Bitcoin indexer framework with WASM VM.

Metashrew was architected to reduce the problem of building a metaprotocol, or even a lower-level indexer, to architecting an executable that handles solely the logic of processing a single block. The executables follow a portable calling convention and are compatible with AssemblyScript, but can also, themselves, be written in C or Rust, or anything that builds to a WASM target.

Repositories are hosted within https://github.com/sandshrewmetaprotocols with a number of metaprotocols already built to WASM, which can be loaded into metashrew.

Install

git clone https://github.com/sandshrewmetaprotocols/metashrew
cd metashrew
cargo build

Usage

metashrew has two functional builds which may be deployed depending on the context. The metashrew/index directory contains sources for the electrs fork that runs metashrew, and the metashrew/keydb directory contains sources for a standalone metashrew which connects over a generic RPC socket and thus offers more compatibility. The keydb build is, in most cases, the appropriate process to run to begin indexing, if the environment has access to a keydb instance running on the same host with efficient disk.

electrs

All flags permitted by the canonical electrs program (available at https://github.com/romanz/electrs) can be used to invoke a metashrew process.

./target/debug/metashrew --db-dir ~/.metashrew --daemon-dir ~/.bitcoin --network bitcoin --electrum-rpc-addr 127.0.0.1:35556 --daemon-rpc-addr 127.0.0.1:8332 --daemon-p2p-addr 127.0.0.1:8333 --monitoring-addr 127.0.0.1:4225 --indexer ~/dns-on-bitcoin/build/release.wasm

When invoked, metashrew will begin syncing chaindata over the p2p socket (very quickly) and the WASM program will be instantiated and executed with the blockdata copied to its memory export. In this way, the WASM program receives a callback for each block metashrew processes, from which you can parse the block height from the first four bytes (little-endian) then parse the full serialized block which follows.

metashrew-keydb

The keydb process generally performs better since we can assume there is a long-lived rocksdb backed process available in the environment and we are not required to flush to disk synchronously with every batch of k/v pairs.

To run metashrew-keydb, it is first necessary to deploy a keydb instance on the host, since the best performance is achieved over a UNIX socket. A redis URI can also be used to connect over TCP, if deploying to a cluster environment.

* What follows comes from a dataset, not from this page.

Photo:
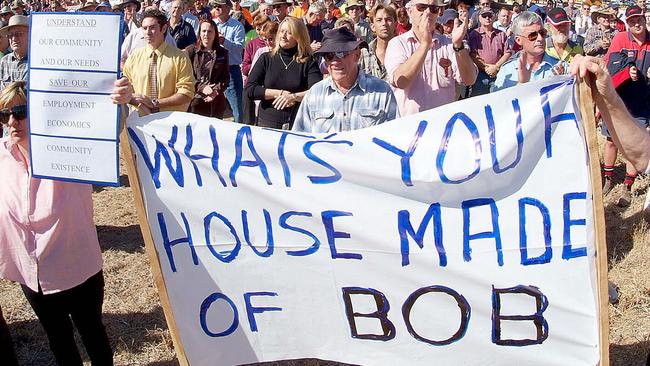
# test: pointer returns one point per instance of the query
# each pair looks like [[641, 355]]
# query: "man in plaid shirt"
[[13, 66]]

A generic docker-compose.yaml file is provided in metashrew/keydb/docker-compose.yaml which is usable if an .env file is created at metashrew/keydb/.env and contents are included similar to:

KEYDB_DATA=/home/ubuntu/keydb

The default docker-compose.yaml file will instantiate a UNIX socket at <KEYDB_DATA>/keydb.sock which, at least on the Linux implementation of docker-ce, can be used transparently through the mounted container volume.

An example invocation of metashrew-keydb is produced below:

./metashrew/target/debug/metashrew-keydb --indexer ~/metashrew-runes/build/debug.wasm --start-block 840000 --label mainnet-runes --redis redis+unix:///home/ubuntu/keydb/keydb.sock --daemon-rpc-url http://localhost:8332 --auth bitcoinrpc:bitcoinrpc

The --label flag is optional and defines a prefix to use when inserting k/v pairs into keydb. If mainnet-runes is supplied as a label, keys will be prefixed with mainnet-runes:// followed by the key bytes. This makes it possible to use the same keydb instance as a backend to build many indexes at once. We are locked to a single thread since we expect indexers be required to process blocks in series, so it is often economical to build multiple separate indexes in parallel, depending on your needs.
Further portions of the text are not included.